Celia looked lost in her vivid memories. “We didn’t think we had a lot of options, which is part of the reason we made sure you did.”
“We’re hoping you break the cycle of the women who came before you. To do that you need to find your way,”
Gram said.
Celia nodded. “We’re here for you.”
I agreed but thinking about all of this right now felt like too much, so I tried to lighten the mood. “You still haven’t told me what you think I should be when I grow up.”
“Easy,”
Celia said. “You should write.”
Gram nodded. “Get paid for those wild stories you create in your head.”
They spelled out my dream. Make up stories. Write all those fantastical ideas that I shoved aside as soon as I entered the workforce. But I had to be realistic. “How do I afford to eat in this scenario?”
Celia leaned over and squeezed my hand. “You will always have a soft landing here.”
Always. I knew it, felt it. Saw it every day in how they treated each other and supported me. I messed up repeatedly and their only requirement was that I get back up and try again.

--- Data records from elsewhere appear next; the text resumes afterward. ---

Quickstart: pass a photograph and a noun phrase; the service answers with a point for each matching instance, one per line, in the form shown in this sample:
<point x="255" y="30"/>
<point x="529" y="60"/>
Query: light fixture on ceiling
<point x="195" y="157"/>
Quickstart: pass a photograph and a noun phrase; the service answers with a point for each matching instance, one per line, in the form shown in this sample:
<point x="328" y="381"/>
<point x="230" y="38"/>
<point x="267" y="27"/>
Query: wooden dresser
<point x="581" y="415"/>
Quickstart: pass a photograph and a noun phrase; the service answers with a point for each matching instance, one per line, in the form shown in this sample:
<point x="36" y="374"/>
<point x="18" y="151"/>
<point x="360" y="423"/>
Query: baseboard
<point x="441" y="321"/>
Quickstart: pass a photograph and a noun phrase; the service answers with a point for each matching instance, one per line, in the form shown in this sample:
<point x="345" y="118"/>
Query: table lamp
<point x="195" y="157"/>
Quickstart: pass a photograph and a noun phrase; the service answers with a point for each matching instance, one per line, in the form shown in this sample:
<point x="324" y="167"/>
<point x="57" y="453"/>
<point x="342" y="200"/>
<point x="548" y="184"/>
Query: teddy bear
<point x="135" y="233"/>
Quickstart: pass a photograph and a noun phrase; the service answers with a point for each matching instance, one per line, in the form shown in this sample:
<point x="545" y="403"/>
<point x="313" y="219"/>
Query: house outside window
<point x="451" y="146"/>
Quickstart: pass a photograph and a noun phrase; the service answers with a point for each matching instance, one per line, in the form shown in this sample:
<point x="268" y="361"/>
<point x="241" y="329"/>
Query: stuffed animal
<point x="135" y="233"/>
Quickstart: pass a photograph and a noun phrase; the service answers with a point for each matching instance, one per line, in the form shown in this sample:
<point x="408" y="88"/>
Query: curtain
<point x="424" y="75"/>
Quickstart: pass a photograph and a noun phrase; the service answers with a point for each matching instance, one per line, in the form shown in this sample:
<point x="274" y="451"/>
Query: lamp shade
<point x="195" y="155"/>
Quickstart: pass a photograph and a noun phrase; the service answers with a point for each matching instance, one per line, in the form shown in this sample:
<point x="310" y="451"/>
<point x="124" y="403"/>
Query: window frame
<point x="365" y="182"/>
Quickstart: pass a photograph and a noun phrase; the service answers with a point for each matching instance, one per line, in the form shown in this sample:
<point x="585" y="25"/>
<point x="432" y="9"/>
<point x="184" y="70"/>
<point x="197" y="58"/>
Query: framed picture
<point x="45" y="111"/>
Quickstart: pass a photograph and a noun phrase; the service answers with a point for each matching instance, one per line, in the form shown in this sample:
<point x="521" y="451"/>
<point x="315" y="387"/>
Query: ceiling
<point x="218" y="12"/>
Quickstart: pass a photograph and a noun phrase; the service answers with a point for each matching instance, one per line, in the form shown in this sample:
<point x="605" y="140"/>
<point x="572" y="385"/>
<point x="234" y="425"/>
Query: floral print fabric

Jackson told me he was lucky about how he grew up. Actually, I was the lucky one. Not during the first six years but in every year after.
“I know it’s probably terrible to say but I’m happy both of your husbands died earlier than expected and you two found each other.”

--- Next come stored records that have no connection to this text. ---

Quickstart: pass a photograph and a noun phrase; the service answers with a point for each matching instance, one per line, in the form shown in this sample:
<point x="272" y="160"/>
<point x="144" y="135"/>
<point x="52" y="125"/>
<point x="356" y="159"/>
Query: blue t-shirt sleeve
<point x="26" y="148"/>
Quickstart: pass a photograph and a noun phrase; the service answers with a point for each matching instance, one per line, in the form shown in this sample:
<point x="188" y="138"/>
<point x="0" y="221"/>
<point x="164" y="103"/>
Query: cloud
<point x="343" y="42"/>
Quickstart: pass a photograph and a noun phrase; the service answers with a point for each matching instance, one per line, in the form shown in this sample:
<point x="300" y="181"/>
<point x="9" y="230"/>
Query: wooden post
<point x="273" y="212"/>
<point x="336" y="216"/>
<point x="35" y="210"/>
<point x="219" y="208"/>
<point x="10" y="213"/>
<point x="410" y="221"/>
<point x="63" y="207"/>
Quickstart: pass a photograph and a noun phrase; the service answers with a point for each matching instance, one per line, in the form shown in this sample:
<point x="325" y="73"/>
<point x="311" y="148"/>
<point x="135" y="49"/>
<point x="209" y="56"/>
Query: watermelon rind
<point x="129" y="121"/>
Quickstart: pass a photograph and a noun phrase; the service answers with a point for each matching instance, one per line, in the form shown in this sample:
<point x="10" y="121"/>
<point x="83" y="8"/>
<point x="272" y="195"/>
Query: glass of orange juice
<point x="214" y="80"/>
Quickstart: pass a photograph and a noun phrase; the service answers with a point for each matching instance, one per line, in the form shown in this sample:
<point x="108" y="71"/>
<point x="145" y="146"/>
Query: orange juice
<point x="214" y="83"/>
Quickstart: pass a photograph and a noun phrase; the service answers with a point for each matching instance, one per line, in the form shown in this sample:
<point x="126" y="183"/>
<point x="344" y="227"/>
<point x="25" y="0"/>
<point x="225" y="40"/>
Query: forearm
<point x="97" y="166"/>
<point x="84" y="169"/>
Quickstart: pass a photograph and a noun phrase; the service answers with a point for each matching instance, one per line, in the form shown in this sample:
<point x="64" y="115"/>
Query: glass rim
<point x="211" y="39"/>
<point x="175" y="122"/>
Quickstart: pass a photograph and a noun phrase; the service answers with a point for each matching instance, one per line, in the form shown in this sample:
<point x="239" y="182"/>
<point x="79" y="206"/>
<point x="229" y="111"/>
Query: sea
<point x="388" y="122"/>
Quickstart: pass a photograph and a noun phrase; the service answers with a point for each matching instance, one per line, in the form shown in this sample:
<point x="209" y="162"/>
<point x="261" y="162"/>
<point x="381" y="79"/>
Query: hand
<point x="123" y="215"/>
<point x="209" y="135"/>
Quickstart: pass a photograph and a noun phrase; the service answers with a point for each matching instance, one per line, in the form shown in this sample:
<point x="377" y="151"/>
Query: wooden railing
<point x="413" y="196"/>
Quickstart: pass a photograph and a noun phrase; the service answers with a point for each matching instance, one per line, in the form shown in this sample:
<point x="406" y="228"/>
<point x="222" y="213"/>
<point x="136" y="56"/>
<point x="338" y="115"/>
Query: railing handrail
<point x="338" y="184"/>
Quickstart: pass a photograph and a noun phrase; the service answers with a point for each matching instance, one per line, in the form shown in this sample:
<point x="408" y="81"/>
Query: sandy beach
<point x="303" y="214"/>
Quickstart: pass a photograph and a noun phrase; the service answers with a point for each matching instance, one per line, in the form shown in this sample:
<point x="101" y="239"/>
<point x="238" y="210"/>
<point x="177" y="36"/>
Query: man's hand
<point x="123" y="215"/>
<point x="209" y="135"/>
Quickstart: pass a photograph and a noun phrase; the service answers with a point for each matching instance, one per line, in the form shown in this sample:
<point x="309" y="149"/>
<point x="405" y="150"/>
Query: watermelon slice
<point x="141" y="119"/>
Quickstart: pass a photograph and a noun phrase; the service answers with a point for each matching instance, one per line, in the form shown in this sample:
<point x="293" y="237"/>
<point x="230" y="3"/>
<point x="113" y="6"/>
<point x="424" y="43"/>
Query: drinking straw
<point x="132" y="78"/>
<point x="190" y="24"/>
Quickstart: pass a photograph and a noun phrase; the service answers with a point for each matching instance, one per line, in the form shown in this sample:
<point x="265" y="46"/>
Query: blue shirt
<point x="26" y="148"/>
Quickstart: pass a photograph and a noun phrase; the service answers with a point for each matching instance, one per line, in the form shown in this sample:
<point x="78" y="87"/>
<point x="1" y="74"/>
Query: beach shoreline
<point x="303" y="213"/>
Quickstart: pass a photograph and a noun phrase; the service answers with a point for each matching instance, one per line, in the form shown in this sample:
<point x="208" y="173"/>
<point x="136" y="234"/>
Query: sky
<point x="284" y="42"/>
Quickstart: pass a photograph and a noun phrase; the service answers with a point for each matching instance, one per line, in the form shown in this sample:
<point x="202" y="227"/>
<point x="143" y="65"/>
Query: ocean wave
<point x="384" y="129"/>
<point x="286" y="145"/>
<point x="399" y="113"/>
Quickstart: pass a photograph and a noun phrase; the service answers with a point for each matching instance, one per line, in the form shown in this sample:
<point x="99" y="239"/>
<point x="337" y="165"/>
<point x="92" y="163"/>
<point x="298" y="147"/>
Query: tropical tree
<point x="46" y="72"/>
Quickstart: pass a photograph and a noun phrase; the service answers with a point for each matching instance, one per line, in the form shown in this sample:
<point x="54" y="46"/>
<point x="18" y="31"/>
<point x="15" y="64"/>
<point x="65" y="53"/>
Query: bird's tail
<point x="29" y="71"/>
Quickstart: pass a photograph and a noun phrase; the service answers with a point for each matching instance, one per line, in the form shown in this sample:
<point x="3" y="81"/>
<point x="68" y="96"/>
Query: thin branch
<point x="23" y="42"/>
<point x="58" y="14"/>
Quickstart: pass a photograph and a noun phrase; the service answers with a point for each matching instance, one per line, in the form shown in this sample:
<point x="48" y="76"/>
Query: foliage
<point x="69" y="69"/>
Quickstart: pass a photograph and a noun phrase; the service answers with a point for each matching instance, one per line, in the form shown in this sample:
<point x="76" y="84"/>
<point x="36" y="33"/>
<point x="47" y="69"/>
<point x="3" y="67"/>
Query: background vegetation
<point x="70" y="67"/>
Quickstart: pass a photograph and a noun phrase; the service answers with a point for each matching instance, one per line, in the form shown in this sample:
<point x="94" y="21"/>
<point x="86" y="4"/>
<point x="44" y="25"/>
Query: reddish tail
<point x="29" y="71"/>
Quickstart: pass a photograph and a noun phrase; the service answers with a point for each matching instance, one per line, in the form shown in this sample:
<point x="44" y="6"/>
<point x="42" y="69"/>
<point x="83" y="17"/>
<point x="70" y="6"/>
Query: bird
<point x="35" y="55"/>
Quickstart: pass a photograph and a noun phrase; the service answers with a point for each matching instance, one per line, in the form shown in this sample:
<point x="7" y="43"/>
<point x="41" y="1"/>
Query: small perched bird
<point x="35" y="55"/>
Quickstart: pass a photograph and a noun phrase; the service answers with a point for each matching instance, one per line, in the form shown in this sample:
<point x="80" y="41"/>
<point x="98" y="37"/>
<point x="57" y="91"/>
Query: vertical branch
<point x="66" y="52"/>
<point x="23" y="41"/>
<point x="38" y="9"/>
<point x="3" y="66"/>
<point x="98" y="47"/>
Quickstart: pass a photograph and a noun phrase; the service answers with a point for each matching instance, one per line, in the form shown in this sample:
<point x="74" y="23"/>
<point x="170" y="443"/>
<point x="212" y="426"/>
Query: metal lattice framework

I could admit that here, in private, at this table. Anywhere else would be a big no-no. Wishing people dead wasn’t the polite Southern thing to do.
Gram snorted. “It took them long enough to go.”
“Mags.”
“What? I’m not wrong.”
Gram took a sip of her tea. “It took so long in my house that I had to help the process along.”
Every thought I had screeched to a halt in my brain. I could hear the crash and pileup. “What did you just say?”
Celia gasped. “She doesn’t need to be burdened with this part.”
“She can handle it.”
That comment touched off a back-and-forth between Celia and Mags. One that didn’t include me. They continued with each throwing out an argument and the other one ignoring it or talking around it. I caught only pieces because they talked in code. Phrases rather than full sentences. At one point, Gram even used an acronym I couldn’t decipher.
All the bickering led to one conclusion. A fact that was both shocking and not. Their secret. It was all but set out in lights in front of me.
“You both poisoned your husbands.”
Yep. I said it. That was the answer we’d avoided until now.
“Not quite.”
Celia put up her hand as if to stop the runaway conversation. “Mine really did die in a car accident. That’s when I discovered he’d squandered all the money and used my name and social security number to acquire more debt.”
Gram pulled out a snort here. “He got lucky because he deserved a harsher way out.”
Okay. Wait a second. “Worse than dying in a fiery crash?”
Gram shrugged but Celia pushed on. “We don’t kill other women’s terrible husbands. The women decide what they need to do.”
Gram saved her biggest snort for right now. “We would if we could get away with it.”
Celia didn’t flinch. “Sometimes removing the threat is the only way out. Not always, not even most times, so we present all other options first.”
“If all else fails, we provide a how-to guide and the necessary supplies,”
Gram added.
Supplies . . . yep.
How in the world was I going to explain all of this to Jackson? Or keep these ladies from getting arrested? Those were two of the questions banging around in my head at the moment.
I needed this one answered first. “I don’t want the two of you to get in trouble. So, where are these necessary supplies now that they’re no longer in the locked cabinet?”
I was wrong. Gram had one snort left. “What did you think we kept in that locked shed in the backyard?”